Instead of examining what's inside Sputnik Planitia, Nimmo and his colleagues studied what might be below it.

Data from New Horizons suggests that Pluto could have sloshing subsurface ocean of liquid water. The planet has cracks on its surface characteristic of the planet expanding and contracting as parts of that ocean melt and freeze.

If there is water in Pluto's interior, then it would likely upwell beneath Sputnik Planitia, where the crust is thinner. That would make this spot heavier than the rest of the dwarf-planet, since liquid water is denser than ice.

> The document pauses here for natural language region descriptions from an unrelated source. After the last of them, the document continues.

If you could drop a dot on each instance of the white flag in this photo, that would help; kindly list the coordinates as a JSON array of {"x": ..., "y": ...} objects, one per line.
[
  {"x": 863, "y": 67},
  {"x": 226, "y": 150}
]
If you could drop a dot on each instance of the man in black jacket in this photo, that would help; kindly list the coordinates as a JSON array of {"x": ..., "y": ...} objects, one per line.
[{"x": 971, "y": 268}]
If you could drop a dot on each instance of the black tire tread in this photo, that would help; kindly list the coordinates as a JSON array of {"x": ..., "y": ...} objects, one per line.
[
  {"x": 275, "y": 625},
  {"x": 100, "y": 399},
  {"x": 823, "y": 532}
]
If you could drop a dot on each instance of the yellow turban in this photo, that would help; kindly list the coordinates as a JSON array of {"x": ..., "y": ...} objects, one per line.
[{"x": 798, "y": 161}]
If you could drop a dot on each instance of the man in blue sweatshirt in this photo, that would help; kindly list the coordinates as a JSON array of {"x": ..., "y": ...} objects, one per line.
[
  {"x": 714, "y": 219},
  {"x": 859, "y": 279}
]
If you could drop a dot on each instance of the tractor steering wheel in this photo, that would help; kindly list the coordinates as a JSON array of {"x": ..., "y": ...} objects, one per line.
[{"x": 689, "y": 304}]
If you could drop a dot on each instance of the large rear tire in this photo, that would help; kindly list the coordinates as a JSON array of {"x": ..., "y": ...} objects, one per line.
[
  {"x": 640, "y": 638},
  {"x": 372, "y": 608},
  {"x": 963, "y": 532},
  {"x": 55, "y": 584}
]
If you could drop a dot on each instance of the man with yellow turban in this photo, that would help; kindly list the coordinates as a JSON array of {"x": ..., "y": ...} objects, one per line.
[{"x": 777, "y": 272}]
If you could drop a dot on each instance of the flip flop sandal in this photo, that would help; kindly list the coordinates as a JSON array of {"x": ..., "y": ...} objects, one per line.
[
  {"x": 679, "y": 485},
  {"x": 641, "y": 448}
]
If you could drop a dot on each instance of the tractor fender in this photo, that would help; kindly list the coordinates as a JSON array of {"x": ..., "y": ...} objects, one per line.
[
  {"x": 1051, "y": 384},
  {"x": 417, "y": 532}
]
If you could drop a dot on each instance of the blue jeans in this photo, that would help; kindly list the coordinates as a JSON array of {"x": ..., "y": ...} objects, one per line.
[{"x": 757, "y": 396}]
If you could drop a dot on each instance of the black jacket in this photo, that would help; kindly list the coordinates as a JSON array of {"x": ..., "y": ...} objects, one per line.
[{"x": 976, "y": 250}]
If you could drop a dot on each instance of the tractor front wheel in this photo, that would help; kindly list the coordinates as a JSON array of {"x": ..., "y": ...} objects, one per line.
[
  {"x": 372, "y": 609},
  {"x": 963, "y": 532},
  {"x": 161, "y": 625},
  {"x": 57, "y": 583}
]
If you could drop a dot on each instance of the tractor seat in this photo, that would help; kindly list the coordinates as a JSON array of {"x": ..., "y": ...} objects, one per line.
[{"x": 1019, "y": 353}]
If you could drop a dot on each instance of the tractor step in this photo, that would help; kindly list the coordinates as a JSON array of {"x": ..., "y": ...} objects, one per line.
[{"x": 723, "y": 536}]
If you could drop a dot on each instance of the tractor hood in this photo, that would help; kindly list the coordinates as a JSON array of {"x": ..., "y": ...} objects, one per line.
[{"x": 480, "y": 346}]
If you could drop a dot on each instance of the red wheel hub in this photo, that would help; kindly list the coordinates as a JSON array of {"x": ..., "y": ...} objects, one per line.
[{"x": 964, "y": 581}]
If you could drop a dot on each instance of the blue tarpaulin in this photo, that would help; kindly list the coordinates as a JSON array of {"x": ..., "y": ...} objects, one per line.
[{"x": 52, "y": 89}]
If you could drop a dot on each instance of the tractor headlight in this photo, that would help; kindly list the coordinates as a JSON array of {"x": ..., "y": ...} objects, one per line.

It's possible that neither of these theories fully explains Pluto's polar wandering. For one thing, scientists haven't conclusively proved that Pluto even has an interior ocean. For another, not all of the volatile ices that Keane discusses in his paper are heavier than water ice, so it's difficult to know exactly how much heavier than the rest of Pluto Sputnik Planitia might really be.

"In reality, as with all these things, I suspect its really a combination of both processes," Keane said.

The "gold standard" for testing these hypotheses would be to do gravity testing of Pluto, he added, but that would require another mission to the far-flung dwarf planet. Considering it took New Horizons 10 whole years to reach Pluto, such a mission isn't likely to happen anytime soon.

In the meantime, Pluto's longtime devotees – and newfound fans like Keane – will find plenty to work with amid the 6.25 gigabytes of data sent back by New Horizons.

"Every time I look at an image of Pluto, even if it's something I've seen 100 times before, like Sputnik Planitia, there's always something new that sticks out," Keane said. "I think it's going to keep planetary scientists extremely busy for a long time."